Processor affirms victim estimate, but warns of new breach

Global Payments, the Atlanta-based processor whose North American payment systems were breached earlier this year, is standing by its initial estimate that fewer than 1.5 million credit card numbers were exposed to hackers.

But, in a conference call on Tuesday, Chairman and CEO Paul Garcia revealed that through a forensic examination into the incident, investigators detected another unauthorized intrusion: this one affecting a database that contains the applications of merchants who sought to have Global Payments process their transactions. The two breaches don't appear linked.

"It is unclear if criminals even looked at this information, much less took it from our systems," he said. "However, we are notifying certain individuals in the U.S. whose personal information has been subject to access."

Saying that investigators were still "scrubbing the data," Garcia would neither specify how many merchants were impacted nor what type of information may have been disclosed.
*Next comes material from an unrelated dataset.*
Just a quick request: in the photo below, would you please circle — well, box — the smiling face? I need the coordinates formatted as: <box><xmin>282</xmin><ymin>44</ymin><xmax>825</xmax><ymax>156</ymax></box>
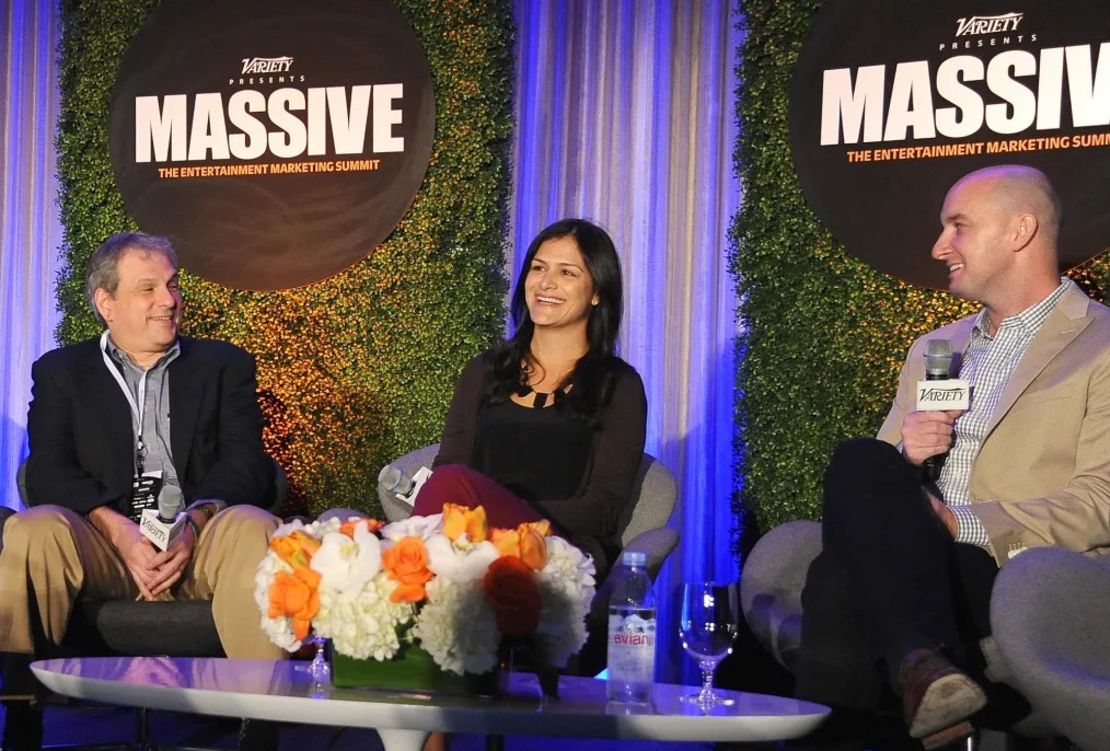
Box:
<box><xmin>524</xmin><ymin>235</ymin><xmax>599</xmax><ymax>334</ymax></box>
<box><xmin>95</xmin><ymin>248</ymin><xmax>183</xmax><ymax>364</ymax></box>
<box><xmin>931</xmin><ymin>174</ymin><xmax>1021</xmax><ymax>305</ymax></box>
However, according to an Associated Press report, the applications may include names, addresses, and Social Security, driver's license and bank account numbers.

Telling of what kind of data may have been involved, victims are being provided with credit monitoring and identity theft protection services, he said.

As for the first incident, Garcia affirmed an earlier finding that the hackers accessed only magnetic stripe-encoded Track 2 data, which is up to 40 characters in length and includes a card's primary account number, expiration date, service code, PIN and CVV number.

And while it stands by the 1.5-million figure, the company has provided its payment network, including Visa and MasterCard, with all of the card numbers it processed on the affected systems, dating back to a little over a year before it detected the breach in early March.

The move was "designed to cast a wide net to protect cardholders," Garcia said.